La Dogana Poésie
Une constellation, tout près
Parution : 11/10/2002
ISBN : 2-940055-36-x
420 pages
15,2x20,3
28.00 euros
Philippe Jaccottet
Une constellation, tout près
Choix de poètes français du 20esiècle
Depuis quelques années Philippe Jaccottet a noté dans un cahier personnel les textes de la poésie française de son siècle, qui, par la qualité de leur chant ou la profondeur de leur émotion, parvenait au gré des lectures successives, à le retenir. De Paul-Jean Toulet, Péguy, Supervielle, aux amis récemment disparus, comme Georges Schéhadé, André du Bouchet ou René-Louis des Forêts, Jaccottet livre dans ces pages un témoignage inestimable et, fidèle à son image parfaitement subjectif, d’une vie consacrée à écouter, découvrir, défendre et juger avec passion la poésie en train de se faire : « Quand, régulièrement, entre 1948 et 1968, épisodiquement plus tard, je parlais de poésie dans des chroniques de journal ou de revue, c’était, avant tout, poussé par un mélange de tristesse et de dépit à l’idée que la clarté qui me venait de ces lectures restât si peu visible à tant de gens ; si bien que j’aurai été au fond une sorte de propagandiste […] mais, toutes ces chroniques n’avaient jamais été que des commentaires, ornés de citations aussi parlantes que possible. Voici, aujourd’hui, les pièces : voici ce qui luit, brûle, rayonne encore dans ma main ouverte. » (extrait de la préface).

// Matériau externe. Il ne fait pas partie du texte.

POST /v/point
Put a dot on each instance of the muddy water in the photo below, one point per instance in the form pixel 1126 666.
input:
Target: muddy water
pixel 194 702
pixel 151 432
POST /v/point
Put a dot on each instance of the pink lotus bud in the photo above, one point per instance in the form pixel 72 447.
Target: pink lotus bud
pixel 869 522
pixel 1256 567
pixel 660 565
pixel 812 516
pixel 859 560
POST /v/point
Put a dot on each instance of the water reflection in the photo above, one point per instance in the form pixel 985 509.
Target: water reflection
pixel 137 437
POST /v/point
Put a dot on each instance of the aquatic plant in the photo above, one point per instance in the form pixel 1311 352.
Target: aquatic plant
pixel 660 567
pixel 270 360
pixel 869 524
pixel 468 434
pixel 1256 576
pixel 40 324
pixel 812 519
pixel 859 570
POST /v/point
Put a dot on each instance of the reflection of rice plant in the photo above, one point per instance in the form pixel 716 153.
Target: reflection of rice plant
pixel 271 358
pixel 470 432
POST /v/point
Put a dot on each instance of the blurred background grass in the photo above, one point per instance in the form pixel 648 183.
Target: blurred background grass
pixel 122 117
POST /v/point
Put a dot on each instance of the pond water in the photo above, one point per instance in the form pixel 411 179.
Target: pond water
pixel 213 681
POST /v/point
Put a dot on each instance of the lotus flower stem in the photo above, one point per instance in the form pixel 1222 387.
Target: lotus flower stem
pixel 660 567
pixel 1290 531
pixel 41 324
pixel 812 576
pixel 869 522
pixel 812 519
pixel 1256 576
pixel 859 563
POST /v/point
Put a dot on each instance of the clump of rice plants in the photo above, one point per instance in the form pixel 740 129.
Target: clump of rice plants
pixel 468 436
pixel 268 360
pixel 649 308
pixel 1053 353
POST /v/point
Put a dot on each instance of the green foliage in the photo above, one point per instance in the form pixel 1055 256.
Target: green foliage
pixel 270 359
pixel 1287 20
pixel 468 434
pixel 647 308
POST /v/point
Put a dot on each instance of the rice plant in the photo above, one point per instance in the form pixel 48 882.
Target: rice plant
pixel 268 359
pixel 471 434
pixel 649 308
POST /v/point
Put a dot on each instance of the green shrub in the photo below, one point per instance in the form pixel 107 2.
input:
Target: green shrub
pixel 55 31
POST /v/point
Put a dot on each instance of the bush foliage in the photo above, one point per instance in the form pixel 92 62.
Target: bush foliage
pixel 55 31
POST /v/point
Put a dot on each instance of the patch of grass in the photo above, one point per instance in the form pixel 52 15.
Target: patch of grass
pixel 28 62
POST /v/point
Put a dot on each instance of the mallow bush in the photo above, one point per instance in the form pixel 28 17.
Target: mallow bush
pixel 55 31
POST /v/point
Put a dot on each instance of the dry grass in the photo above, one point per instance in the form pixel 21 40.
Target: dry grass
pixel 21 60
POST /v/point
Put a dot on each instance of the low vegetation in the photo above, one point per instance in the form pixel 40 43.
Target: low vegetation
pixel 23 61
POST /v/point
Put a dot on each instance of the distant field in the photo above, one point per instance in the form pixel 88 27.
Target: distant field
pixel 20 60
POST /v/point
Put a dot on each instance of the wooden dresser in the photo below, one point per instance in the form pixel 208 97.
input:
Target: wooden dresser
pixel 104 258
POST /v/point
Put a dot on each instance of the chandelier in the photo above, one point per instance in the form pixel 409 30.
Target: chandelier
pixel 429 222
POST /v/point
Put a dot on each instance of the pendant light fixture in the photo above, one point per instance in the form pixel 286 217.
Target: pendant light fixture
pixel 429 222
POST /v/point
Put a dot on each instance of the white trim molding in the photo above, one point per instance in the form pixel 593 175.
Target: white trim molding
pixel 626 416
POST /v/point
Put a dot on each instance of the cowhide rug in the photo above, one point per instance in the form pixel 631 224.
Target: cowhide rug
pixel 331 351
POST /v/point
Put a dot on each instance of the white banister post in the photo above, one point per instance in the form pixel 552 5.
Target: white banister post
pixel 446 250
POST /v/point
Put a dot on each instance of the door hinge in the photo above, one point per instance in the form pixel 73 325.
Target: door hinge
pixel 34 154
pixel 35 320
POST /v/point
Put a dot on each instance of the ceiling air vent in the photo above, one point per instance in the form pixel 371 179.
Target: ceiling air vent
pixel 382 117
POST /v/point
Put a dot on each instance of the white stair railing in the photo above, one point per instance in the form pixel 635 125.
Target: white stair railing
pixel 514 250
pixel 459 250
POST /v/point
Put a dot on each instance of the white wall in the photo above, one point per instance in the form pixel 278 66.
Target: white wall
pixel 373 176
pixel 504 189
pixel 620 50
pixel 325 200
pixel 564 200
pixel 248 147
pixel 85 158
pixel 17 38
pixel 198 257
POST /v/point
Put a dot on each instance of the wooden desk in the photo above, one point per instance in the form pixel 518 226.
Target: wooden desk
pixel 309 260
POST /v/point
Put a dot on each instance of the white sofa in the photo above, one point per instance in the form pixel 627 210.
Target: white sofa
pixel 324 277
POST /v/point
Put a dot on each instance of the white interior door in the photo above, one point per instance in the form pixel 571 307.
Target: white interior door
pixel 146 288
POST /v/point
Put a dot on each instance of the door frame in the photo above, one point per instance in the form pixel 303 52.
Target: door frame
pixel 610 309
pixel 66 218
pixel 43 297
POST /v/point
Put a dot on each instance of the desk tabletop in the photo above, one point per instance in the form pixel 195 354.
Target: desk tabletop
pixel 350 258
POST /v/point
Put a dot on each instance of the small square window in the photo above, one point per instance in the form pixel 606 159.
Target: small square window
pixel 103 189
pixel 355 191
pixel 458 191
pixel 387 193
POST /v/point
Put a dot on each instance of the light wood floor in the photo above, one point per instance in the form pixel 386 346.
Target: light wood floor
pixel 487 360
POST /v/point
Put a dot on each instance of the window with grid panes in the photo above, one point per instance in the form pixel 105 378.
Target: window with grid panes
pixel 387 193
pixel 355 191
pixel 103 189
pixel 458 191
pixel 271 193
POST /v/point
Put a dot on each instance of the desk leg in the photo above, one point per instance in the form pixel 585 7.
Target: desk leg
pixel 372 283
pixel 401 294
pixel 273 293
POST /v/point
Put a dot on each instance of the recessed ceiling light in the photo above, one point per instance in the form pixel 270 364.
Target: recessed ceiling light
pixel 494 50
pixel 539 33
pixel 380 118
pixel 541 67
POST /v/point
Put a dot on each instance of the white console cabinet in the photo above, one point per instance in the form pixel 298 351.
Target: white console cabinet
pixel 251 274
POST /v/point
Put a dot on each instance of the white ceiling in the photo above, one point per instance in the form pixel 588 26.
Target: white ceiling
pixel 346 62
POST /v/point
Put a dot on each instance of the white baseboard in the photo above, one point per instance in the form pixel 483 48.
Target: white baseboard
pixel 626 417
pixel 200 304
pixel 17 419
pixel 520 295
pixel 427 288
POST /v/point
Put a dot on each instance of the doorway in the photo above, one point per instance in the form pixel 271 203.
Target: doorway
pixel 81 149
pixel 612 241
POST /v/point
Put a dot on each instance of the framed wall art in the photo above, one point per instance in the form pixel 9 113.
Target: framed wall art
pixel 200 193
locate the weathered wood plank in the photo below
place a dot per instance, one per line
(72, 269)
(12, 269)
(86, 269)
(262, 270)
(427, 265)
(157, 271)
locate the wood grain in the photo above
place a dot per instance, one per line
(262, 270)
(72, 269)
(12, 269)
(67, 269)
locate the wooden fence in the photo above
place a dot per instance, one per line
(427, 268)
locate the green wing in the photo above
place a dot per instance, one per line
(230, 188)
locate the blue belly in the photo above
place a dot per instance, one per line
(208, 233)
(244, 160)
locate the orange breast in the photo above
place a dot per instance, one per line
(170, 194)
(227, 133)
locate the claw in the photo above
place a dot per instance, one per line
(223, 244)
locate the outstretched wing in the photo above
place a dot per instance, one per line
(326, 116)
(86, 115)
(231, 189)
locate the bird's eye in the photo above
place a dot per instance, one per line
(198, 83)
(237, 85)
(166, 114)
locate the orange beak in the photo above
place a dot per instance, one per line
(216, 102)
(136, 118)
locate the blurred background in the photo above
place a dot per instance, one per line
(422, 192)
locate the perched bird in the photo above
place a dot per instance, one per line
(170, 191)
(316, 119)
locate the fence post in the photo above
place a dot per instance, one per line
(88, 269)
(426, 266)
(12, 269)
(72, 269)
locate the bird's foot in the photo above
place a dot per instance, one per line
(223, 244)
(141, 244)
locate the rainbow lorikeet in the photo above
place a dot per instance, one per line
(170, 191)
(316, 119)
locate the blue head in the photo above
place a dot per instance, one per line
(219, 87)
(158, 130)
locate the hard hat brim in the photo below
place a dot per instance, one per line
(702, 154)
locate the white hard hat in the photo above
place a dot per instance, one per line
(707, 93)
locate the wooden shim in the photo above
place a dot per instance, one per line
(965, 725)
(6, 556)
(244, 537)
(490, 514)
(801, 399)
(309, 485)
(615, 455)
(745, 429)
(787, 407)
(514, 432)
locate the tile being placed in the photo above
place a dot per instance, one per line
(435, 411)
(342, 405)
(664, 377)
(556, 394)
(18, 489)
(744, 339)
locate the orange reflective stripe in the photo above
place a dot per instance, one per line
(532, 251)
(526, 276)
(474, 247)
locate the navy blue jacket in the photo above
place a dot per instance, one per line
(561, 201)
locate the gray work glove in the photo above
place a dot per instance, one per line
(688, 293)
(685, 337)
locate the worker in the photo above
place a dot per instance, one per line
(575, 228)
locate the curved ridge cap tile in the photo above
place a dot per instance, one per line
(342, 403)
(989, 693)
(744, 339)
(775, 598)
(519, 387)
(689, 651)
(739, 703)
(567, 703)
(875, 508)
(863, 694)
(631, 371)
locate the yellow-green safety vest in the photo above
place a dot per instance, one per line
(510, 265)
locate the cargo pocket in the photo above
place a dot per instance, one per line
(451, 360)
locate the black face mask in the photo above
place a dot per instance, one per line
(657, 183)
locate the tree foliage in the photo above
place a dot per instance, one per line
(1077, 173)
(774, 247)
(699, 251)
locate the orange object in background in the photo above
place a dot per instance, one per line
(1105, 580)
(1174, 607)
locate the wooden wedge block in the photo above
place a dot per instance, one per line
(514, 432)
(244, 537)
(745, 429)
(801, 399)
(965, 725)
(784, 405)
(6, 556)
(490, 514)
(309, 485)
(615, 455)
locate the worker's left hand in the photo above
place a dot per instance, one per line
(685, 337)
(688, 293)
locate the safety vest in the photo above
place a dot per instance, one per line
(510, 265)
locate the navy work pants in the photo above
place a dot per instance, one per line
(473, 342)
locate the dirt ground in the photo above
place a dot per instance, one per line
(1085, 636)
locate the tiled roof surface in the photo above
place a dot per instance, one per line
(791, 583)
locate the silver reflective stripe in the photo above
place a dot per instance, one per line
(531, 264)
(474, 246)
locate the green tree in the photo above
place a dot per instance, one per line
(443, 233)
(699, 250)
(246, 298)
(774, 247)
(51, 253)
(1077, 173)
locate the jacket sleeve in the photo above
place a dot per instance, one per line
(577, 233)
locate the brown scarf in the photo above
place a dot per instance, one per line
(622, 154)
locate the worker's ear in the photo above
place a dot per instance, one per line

De Paul-Jean Toulet, Péguy, Supervielle à Schehadé, Du Bouchet ou Des Forêts, Philippe Jaccottet nous livre dans ces pages un témoignage inestimable d’une vie consacrée à écouter, découvrir, défendre et juger avec passion la poésie en train de se faire.

L’anthologie de poètes contemporains de Philippe Jaccottet se poursuit avec un second volume consacré cette fois aux poètes de langues étrangères, D’autres astres, plus loin, épars (Dogana, 2005).

Poètes cirés :
Paul-Jean Toulet - Paul Claudel - Francis Jammes - Paul Valéry - Charles Péguy - Léon-Paul Fargue - Max Jacob - O.V. de L. Milosz - Jean de Boschère - Charles-Ferdinand Ramuz - Guillaume Apollinaire - Valery Larbaud - Jules Supervielle - Saint-John Perse - Blaise Cendrars - Pierre Jean Jouve - Pierre Reverdy - Pierre-Louis Matthey - Paul Eluard - André Breton - Antonin Artaud - Edmond-Henri Crisinel - Gustave Roud - Louis Aragon - Jacques Audiberti - Francis Ponge - Henri Michaux - Robert Desnos - Raymond Queneau - Jean Follain - Armen Lubin - Jean Tardieu - Jean Tortel - René Char - André Frénaud - Eugène Guillevic - René Daumal - Georges Schehadé - Patrice de la Tour du Pin - Henri Thomas - Jean-Paul de Dadelsen - Louis-René des Forêts - Jean-Michel Frank - Pierre-Albert Jourdan - André du Bouchet - Nicolas Bouvier - Christian G. Guez-Ricord - Bernard Simeone
Philippe Jaccottet est poète. Il est né à Moudon en Suisse en 1925. Après des études de lettres à Lausanne, il a vécu quelques années à Paris, comme collaborateur des éditions Mermot. Lors de son mariage en 1953, il s’est installé à Grignan dans la Drôme. Il a publié de très nombreuses traductions notamment d’Homère, Gongora, Hölderlin, Leopardi, Rilke, Musil et Ungaretti.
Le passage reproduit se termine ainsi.